While this isn’t to say that low income and medical access can contribute to a cognitive decline of some sort, it appears evident that other contributing factors play a much more significant role in the development of dementia.
Loneliness is one of the major contributing factors to dementia and cognitive decline. This can be due to a variety of reasons, including a lack of meaningful social connections or an inability to engage with the world around you.
For those living alone, loneliness can be especially difficult and linked to poorer cognitive health in later health. Studies have found that loneliness decreases mental stimulation and affects your hormonal balance. It increases levels of cortisol, the stress hormone associated with an increased risk for dementia, and decreases the levels of oxytocin, the hormone associated with positive mental health and social connections.
The loneliness epidemic is not only an emotional state. It can have a physical impact on the body and the brain, driving the risks for dementia higher.
According to research, people with untreated hearing loss are 5 times more likely to develop dementia than those without hearing problems. This is because the part of the brain that typically processes and analyzes sounds becomes inactive. The local brain atrophy can put your brain at risk.
Additionally, hearing loss affects your ability to communicate and maintain a social circle. As a result, individuals living with untreated hearing loss are more likely to become isolated and experience loneliness. This is why hearing technology and especially hearing aids, can make a huge difference not only to your quality of life but also to your brain health.
A hectic lifestyle
There is no denying that the consequences of a hectic lifestyle on physical and mental health are known. High stress, sleep deprivation, and prolonged sitting at a desk are all major health warnings.

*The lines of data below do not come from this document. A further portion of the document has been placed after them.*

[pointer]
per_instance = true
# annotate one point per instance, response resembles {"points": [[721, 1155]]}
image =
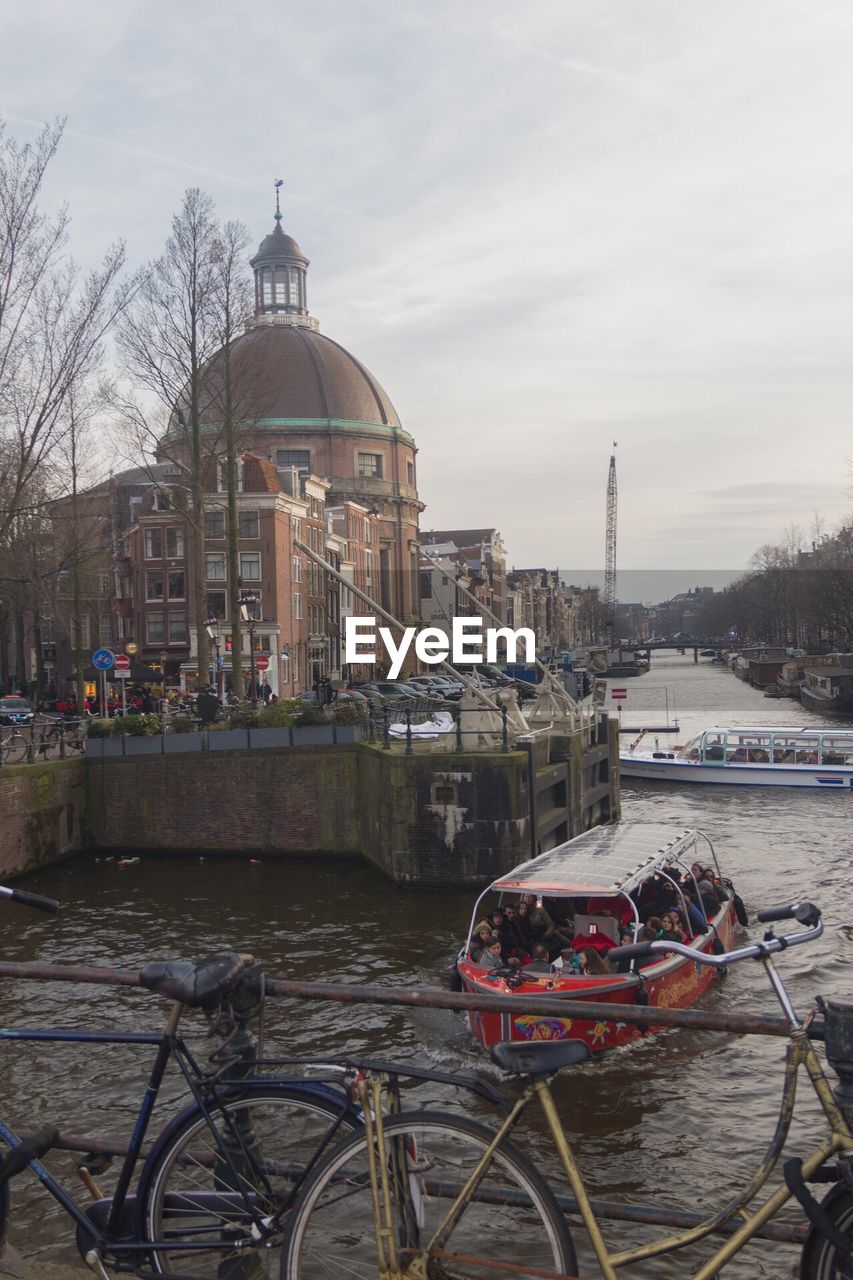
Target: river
{"points": [[673, 1120]]}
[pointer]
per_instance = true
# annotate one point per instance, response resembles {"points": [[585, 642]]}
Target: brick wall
{"points": [[44, 812]]}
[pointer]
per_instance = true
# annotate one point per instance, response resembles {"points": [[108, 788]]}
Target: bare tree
{"points": [[53, 318], [167, 338]]}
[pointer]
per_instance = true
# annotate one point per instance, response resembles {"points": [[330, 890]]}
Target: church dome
{"points": [[288, 373]]}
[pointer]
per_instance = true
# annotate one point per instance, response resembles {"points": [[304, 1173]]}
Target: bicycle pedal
{"points": [[95, 1264]]}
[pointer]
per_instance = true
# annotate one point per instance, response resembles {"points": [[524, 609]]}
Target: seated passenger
{"points": [[541, 963], [480, 940], [671, 928], [593, 963], [491, 955]]}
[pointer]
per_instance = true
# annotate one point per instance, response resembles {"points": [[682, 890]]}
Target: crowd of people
{"points": [[534, 937]]}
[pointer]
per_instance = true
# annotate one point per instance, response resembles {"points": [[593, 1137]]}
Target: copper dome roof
{"points": [[291, 371]]}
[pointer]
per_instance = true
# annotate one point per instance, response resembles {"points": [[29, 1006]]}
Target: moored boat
{"points": [[605, 880], [828, 685], [751, 755]]}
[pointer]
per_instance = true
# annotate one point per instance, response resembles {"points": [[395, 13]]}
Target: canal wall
{"points": [[428, 818], [44, 814]]}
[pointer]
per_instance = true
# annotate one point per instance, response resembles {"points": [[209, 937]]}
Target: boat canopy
{"points": [[602, 862]]}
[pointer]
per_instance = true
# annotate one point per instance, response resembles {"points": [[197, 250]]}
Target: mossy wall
{"points": [[44, 813]]}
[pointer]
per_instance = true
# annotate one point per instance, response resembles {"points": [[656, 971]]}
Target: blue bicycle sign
{"points": [[103, 659]]}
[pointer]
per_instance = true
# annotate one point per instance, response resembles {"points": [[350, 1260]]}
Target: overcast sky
{"points": [[542, 225]]}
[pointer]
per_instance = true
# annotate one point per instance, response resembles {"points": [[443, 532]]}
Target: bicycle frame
{"points": [[801, 1052], [168, 1045]]}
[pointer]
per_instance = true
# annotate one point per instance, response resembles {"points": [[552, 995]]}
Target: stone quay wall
{"points": [[44, 814]]}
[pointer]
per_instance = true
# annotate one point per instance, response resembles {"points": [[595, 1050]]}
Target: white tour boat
{"points": [[744, 755]]}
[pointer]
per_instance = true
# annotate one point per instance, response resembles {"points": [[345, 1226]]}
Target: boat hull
{"points": [[673, 983], [828, 777]]}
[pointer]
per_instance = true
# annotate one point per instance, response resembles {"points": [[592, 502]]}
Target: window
{"points": [[154, 630], [249, 524], [223, 476], [300, 458], [217, 604], [177, 626], [370, 465], [250, 566], [215, 525], [215, 566], [174, 542]]}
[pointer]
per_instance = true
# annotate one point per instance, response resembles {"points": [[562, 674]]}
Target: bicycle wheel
{"points": [[820, 1258], [201, 1187], [512, 1228]]}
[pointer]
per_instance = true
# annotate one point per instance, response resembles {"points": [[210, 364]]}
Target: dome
{"points": [[293, 373]]}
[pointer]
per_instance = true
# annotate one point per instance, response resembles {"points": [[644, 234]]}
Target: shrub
{"points": [[140, 726], [350, 713], [278, 716], [310, 716], [182, 725]]}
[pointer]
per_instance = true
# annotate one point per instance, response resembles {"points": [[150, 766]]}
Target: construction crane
{"points": [[610, 551]]}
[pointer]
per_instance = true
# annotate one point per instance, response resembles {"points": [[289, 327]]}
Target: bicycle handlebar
{"points": [[35, 900], [767, 947]]}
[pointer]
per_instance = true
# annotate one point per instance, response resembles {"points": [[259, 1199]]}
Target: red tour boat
{"points": [[614, 877]]}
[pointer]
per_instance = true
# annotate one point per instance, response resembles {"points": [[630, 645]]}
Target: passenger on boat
{"points": [[593, 963], [543, 926], [480, 940], [491, 955], [671, 928], [541, 963]]}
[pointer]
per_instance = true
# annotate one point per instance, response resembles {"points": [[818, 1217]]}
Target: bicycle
{"points": [[217, 1184], [425, 1196], [222, 1174]]}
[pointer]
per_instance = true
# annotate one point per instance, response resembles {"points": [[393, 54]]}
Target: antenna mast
{"points": [[610, 549]]}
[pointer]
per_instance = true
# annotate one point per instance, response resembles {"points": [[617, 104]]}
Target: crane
{"points": [[610, 551]]}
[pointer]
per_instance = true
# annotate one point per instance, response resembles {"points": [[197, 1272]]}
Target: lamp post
{"points": [[247, 613], [214, 635]]}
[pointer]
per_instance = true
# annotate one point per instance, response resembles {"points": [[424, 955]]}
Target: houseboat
{"points": [[602, 881], [744, 755], [828, 685]]}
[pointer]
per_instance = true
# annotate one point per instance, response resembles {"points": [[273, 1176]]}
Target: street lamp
{"points": [[214, 635], [247, 613]]}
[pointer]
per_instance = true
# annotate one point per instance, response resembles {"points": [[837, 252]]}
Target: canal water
{"points": [[674, 1120]]}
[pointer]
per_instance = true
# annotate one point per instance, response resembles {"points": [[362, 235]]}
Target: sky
{"points": [[543, 227]]}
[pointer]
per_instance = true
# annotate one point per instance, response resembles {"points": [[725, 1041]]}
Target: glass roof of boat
{"points": [[612, 859]]}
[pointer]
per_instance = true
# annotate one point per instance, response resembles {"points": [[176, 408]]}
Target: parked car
{"points": [[14, 711]]}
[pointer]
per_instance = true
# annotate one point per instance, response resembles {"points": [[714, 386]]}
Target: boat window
{"points": [[836, 749], [748, 748]]}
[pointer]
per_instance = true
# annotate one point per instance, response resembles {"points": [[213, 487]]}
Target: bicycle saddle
{"points": [[197, 983], [519, 1057]]}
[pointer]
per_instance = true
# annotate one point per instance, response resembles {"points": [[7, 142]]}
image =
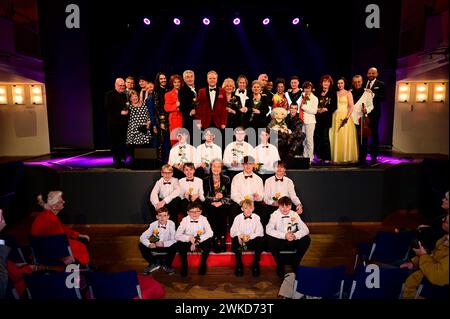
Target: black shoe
{"points": [[202, 270], [256, 271]]}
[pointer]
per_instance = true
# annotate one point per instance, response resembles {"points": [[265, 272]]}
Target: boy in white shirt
{"points": [[166, 193], [247, 233], [194, 233], [266, 156], [287, 232], [191, 188], [159, 238]]}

Yet, most people fail to realize that the same factors can also create a favorable terrain for dementia. Indeed, the demands of everyday life can make it difficult for individuals to maintain healthy habits, such as a balanced diet and physical activities. These can aggravate risks of affecting brain health.
Poor blood work
Dementia and cognitive decline are conditions associated with degeneration of the cells and processes at a brain’s level. Lifestyle and social factors can affect brain health. Blood, the major agent driving nutrition and oxygen to the brain, is also central to its health.
Hypertension increases the risks of a stroke, which can cause damage to the brain and contribute to developing dementia. Additionally, when the blood pressure is extremely high, it can also damage small vessels, including those in the brain.
Diabetes, aka high blood sugar level, also damages blood vessels and can even reduce oxygen delivery to the brain.
The belief that people who lack regular mental stimulation are more exposed to dementia is partially incorrect. Cognitive stimulation can keep the brain active, but maintaining brain health is a broader issue affecting every element of your lifestyle, regardless of income.